Power BI to Visualize and Profile Data for Data Quality

By:   |   Updated: 2024-11-06   |   Comments   |   Related: > Power BI


Problem

In a previous tip, we provided a data profiling script for SQL Server to collect information. The script was intended to collect information about the structure and data in a specific database. Still, the large number of columns in the result table made it harder to investigate and analyze the output.

Solution

In this tip, we will briefly talk about the importance of data profiling and data quality monitoring. Then, we will provide a step-by-step guide to create a Power BI dashboard in order to visualize the output of our previously provided script when executed over the Stack Overflow 2010 database.

Why reading this tip is important?

Universal data quality issues, such as missing data, duplicate records, inconsistent formats, inaccuracies, outliers, poor completeness, redundancy, and lack of data integrity, can significantly impact the reliability of data-driven decisions and processes. It encompasses manual data entry incidents, data integration issues, and even erudition, making the problem of harassment of correct and consistent databases.

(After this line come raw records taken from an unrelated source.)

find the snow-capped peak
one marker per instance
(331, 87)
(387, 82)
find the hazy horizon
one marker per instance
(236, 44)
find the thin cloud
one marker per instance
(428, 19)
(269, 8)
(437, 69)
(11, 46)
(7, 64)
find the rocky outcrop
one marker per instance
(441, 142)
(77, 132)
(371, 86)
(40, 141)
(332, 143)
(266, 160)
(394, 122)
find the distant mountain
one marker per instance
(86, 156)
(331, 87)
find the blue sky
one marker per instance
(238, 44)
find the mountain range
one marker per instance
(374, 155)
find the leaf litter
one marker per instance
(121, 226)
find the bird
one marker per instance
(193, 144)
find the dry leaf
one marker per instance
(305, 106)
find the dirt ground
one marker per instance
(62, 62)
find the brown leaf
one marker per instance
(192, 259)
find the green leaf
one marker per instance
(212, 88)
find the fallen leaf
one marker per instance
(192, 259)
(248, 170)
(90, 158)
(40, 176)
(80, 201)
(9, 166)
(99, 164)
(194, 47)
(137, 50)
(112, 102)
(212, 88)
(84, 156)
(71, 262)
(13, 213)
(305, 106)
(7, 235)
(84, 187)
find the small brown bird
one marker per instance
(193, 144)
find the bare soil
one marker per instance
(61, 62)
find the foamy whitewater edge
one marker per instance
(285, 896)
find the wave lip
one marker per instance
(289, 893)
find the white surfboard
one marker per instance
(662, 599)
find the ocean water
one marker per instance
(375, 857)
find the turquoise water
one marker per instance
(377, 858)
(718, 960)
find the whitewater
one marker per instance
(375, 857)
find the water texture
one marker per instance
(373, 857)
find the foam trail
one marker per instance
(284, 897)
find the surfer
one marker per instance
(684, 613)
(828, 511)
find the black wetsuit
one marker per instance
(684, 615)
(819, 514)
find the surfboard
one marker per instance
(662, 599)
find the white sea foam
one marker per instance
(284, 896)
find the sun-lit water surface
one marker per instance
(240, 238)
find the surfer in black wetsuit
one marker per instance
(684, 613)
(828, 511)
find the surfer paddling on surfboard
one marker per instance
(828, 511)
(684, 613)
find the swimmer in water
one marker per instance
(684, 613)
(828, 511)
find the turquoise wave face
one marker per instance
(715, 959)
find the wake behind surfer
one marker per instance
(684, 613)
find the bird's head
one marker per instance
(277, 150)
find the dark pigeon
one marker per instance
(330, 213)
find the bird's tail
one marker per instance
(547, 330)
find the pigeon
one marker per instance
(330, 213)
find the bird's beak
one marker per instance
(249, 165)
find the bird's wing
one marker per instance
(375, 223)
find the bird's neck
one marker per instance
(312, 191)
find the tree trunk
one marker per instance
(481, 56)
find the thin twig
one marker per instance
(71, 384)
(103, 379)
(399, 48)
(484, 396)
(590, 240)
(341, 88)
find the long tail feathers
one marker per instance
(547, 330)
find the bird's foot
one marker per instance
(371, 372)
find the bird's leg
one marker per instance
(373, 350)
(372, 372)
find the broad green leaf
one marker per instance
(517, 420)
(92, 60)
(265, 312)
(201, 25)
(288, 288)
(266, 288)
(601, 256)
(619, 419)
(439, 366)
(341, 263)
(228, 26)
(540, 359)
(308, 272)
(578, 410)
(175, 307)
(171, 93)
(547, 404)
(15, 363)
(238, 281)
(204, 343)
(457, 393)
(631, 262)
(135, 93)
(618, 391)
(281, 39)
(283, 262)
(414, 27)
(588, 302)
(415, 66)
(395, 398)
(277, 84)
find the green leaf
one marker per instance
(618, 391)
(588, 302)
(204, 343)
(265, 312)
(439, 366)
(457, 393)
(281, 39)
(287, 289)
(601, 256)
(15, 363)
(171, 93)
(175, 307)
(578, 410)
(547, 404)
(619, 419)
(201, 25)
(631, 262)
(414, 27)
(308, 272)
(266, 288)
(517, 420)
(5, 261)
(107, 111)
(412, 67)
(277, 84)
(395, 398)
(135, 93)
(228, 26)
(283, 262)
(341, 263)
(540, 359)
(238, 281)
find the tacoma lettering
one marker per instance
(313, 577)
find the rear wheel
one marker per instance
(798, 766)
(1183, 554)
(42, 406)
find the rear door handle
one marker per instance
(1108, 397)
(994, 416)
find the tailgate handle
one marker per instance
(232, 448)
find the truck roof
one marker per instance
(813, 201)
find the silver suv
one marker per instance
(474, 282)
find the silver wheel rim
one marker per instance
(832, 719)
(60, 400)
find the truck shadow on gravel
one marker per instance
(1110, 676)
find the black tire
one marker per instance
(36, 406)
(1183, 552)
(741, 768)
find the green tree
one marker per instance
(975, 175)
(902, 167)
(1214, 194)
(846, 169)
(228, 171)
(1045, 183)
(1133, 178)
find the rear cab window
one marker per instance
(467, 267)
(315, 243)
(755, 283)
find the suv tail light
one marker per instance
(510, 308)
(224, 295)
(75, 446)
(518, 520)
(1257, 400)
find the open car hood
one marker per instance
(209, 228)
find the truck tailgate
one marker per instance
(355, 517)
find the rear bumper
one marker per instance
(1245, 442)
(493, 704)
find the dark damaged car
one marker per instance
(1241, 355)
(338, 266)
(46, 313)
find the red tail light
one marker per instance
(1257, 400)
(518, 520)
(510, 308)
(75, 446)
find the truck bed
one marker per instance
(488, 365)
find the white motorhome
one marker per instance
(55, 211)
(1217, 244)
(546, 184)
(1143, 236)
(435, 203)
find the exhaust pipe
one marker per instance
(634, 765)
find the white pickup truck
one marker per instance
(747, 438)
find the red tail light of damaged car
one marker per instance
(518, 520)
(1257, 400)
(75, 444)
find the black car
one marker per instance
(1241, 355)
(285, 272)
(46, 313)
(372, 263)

Data profiling is a powerful technique for tackling such problems. It assists in locating and rectifying these inaccurate, contradictory, and unattainable data points at an early stage in the life of the data. It entails the examination of data histories/output, searching for the presence of data outliers, grasping what values were held in view, and uncovering concealed associations among different components of data. This helps in achieving some level of data cleansing and standardization, closing performance gaps due to fragmentation of data across systems, and adherence to data governance standards within the organization.

Executing the Script

In the previous tip, the provided script stores the result in a temporary table called ##Statistics. In this tutorial, since we aimed to visualize the data using Power BI, we edited the script and stored the output within a table called dbo.ProfilingResult.

An Important Note

I received several comments on the profiling script that mentioned it throws several data type errors and warnings. This occurs when columns with unmeasurable types exist (i.e. varbinary).

errors and warnings

It is ok to ignore those errors and check the results tab.

Check Results tab

Connecting to the Data Source

Now, let's open Power BI Desktop and create a new blank report.

Power BI desktop

In the top menu bar, in the "Data group", click SQL Server.

Power BI desktop

The SQL Server connection configuration dialog will appear. Fill in the Server and Database names. (In our tutorial, the database name is "StackOverflow2010".) Keep the Data Connectivity mode to "Import", expand the Advanced Options, and use the following code to fill in the SQL statement before clicking OK:

SELECT DISTINCT [table_schema]
      ,[table_name]
      ,[table_row_count]
      ,[table_total_space_KB]
      ,[table_index_space_KB]
      ,[table_used_space_KB]
      ,[table_unused_space_KB]
      ,[table_space_warning]
      ,[table_indexes_count]
      ,[table_has_primary]
      ,[table_has_clustered_index]
      ,[table_partitions_count]
FROM [StackOverflow2010].[dbo].[ProfilingResult]
SQL Server connectivity

Next, in the Data Preview dialog, check the "Load" button. Now, the first table data is imported to the Power BI Desktop project file.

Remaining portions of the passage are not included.